A sheriff and his deputy wait at the station for the expected arrival of a brother with a bad reputation. Instead, an obvious hired gun arrives, about whom they worry, about whom they do... nothing. John Wayne, eldest and most formidable of the Elder brothers, comes in the back way and even attends his late mother's funeral at a safe distance. One of the most interesting aspects to this film is Wayne's character's repeated refusals to fall into ambush, to do the stupid thing.
Their parents are dead, the family impoverished, the scent of fish slowly rises as Wayne, particularly, but also Martin and a VERY strong cast of supporting actors gradually unspool the plot. A hired gun... an ambitious gunsmith and his son, even in his early days, Dennis Hopper did edgy and creepy with a master's abilities. Who ARE the good guys? The Director is honest enough to let the viewer go with his impulses to trust the Brothers--rightly, as it turns out.
George Kennedy makes a creepy, convincing heavy, one with a psychopath's utter lack of concern for legality and a sadist's delight in inflicting pain. There are few scenes to rival his gleeful torturing of an inoffensive undertaker interrupted when he looks up to receive Wayne's pick handle in his face.

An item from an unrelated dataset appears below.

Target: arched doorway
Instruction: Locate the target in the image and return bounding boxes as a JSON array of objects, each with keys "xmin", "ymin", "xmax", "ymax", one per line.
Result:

Seldom is a steaming dish of come-uppance so satisfactorily served.
The growing and utter hopelessness of the brothers' cause manifests itself with conviction. The villainy of the scheming antagonist grows more and more manifest until he murders his own son without any particular sign of remorse. There is an intensity here that rewards the careful watcher, there is a breadth to this film worth a bit of slow pacing in the second half.
On the whole, a convincingly superior effort.